More thoughts on prevalence & DSM-V
Here are two more reviews/discussions of the CDC prevalence report from sources I believe to be intelligible, authoritative, and well-meaning, as opposed to fear-mongering, uninformed, and unskilled).
The Autism Science Foundation describes the basics of the report in cogent language and provides a little education along the way, helping the reader understand what is being measured and what is not as well as the potential sources of error.
This DSM-V field testing report from Autism Speaks’ Dr. Geri Dawson is a helpful letter describing the types of studies going on, as parents had hoped, to sort out what the practical effects on diagnosing children are going to be.
The obvious fear from parents is that this chain is not only possible, but deliberate:
DSM-IV => too many ASD findings => too many $$$ for services => desire by insurance companies and districts to spend less => DSM V tighter criteria => fewer diagnoses => reduced services from schools under IDEA (insurance still a mixed bag at best in spite of state mandate laws).
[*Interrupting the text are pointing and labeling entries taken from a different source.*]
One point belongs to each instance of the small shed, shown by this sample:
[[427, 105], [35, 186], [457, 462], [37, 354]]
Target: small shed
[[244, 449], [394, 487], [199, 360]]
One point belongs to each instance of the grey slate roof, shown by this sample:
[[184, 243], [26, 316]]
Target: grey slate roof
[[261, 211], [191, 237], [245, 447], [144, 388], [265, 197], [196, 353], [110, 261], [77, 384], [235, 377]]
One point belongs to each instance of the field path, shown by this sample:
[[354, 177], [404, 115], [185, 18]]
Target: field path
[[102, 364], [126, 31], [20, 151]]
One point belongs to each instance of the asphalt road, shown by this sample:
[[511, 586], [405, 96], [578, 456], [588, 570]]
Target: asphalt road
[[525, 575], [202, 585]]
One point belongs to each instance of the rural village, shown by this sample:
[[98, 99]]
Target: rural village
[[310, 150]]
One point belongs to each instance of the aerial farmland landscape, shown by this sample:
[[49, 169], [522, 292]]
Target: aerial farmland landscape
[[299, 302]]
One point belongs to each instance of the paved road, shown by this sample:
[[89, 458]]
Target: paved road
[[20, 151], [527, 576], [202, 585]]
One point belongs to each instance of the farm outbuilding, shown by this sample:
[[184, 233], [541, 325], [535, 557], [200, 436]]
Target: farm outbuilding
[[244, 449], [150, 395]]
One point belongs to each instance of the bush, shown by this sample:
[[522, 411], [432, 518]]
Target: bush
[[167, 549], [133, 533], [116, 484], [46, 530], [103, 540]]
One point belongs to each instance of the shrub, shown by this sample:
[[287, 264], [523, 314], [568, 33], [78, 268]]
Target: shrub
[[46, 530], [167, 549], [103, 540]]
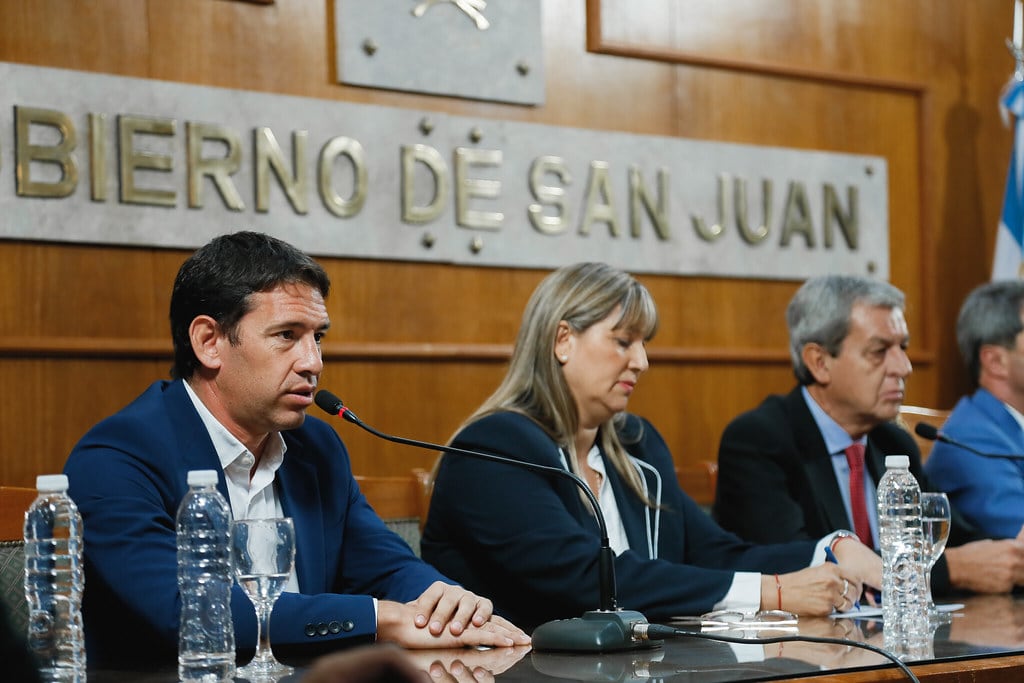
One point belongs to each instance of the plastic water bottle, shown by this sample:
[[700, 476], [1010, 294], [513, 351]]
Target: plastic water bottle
[[54, 581], [904, 597], [206, 633]]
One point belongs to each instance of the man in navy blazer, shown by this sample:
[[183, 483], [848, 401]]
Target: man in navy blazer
[[248, 313], [988, 491], [782, 472]]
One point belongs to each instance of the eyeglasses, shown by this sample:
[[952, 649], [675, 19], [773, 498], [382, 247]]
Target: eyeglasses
[[725, 620]]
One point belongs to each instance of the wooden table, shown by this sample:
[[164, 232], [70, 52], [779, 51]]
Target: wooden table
[[982, 643]]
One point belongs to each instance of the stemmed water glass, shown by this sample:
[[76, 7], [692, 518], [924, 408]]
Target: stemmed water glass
[[935, 522], [263, 554]]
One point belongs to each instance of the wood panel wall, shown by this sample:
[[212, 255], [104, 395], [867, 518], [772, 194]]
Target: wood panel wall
[[415, 347]]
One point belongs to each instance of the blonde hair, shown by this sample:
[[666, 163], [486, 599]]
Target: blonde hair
[[535, 386]]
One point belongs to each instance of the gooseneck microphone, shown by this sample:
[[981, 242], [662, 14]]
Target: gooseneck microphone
[[605, 630], [925, 430]]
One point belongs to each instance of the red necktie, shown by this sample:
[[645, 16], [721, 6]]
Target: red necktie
[[855, 457]]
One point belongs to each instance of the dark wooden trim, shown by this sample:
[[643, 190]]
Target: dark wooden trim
[[597, 43]]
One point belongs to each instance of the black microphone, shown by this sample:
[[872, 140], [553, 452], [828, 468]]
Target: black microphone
[[605, 630], [925, 430]]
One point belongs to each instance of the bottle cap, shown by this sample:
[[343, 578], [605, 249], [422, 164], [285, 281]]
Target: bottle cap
[[898, 462], [51, 482], [202, 477]]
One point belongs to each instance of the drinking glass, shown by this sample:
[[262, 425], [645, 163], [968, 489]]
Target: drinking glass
[[263, 554], [935, 523]]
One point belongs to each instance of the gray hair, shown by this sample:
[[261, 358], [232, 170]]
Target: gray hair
[[819, 313], [990, 314]]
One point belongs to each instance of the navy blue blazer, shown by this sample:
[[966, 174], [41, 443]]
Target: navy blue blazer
[[128, 476], [989, 492], [776, 481], [527, 541]]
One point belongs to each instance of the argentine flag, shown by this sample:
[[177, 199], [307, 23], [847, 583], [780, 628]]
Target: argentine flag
[[1009, 262]]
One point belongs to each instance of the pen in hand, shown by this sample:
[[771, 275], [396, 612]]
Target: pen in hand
[[830, 557]]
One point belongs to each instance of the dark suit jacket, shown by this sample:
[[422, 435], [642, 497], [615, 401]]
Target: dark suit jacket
[[128, 476], [526, 540], [776, 481]]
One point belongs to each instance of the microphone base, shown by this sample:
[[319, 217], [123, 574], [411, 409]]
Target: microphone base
[[596, 631]]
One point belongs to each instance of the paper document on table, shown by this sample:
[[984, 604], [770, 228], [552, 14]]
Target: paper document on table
[[876, 612]]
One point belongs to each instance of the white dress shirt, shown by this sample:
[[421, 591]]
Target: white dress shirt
[[251, 496]]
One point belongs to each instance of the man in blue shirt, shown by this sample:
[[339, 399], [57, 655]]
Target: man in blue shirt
[[989, 492]]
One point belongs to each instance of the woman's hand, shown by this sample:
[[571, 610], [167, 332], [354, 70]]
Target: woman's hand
[[812, 592]]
Descriptions of the studies being done to identify empirical differences as opposed to theoretical ones will help shed light on the situation, and the results will hopefully speak for themselves.
On a related note, let’s all recognize that the main reason the DSM criteria are controversial is because of the unholy[?] link between the ICD codes assigned to the diagnoses and the insurance coverage. The tightness of the linkage between the specific diagnoses and IDEA eligibility is something I’ll have to review in a future post; it normally applies only to children over 5 where the generic “preschool disabled” classification is no longer used and children are specifically classified.
If coverage for therapies and treatments were not affected, improvements in classifying different “phenotypes” of autism would be beneficial as parents and professionals narrowed in on likely effective treatments more readily and information sharing was improved because of closer connections between studies and specific diagnoses. But that’s just how I think about things. We’ll have to see what happens.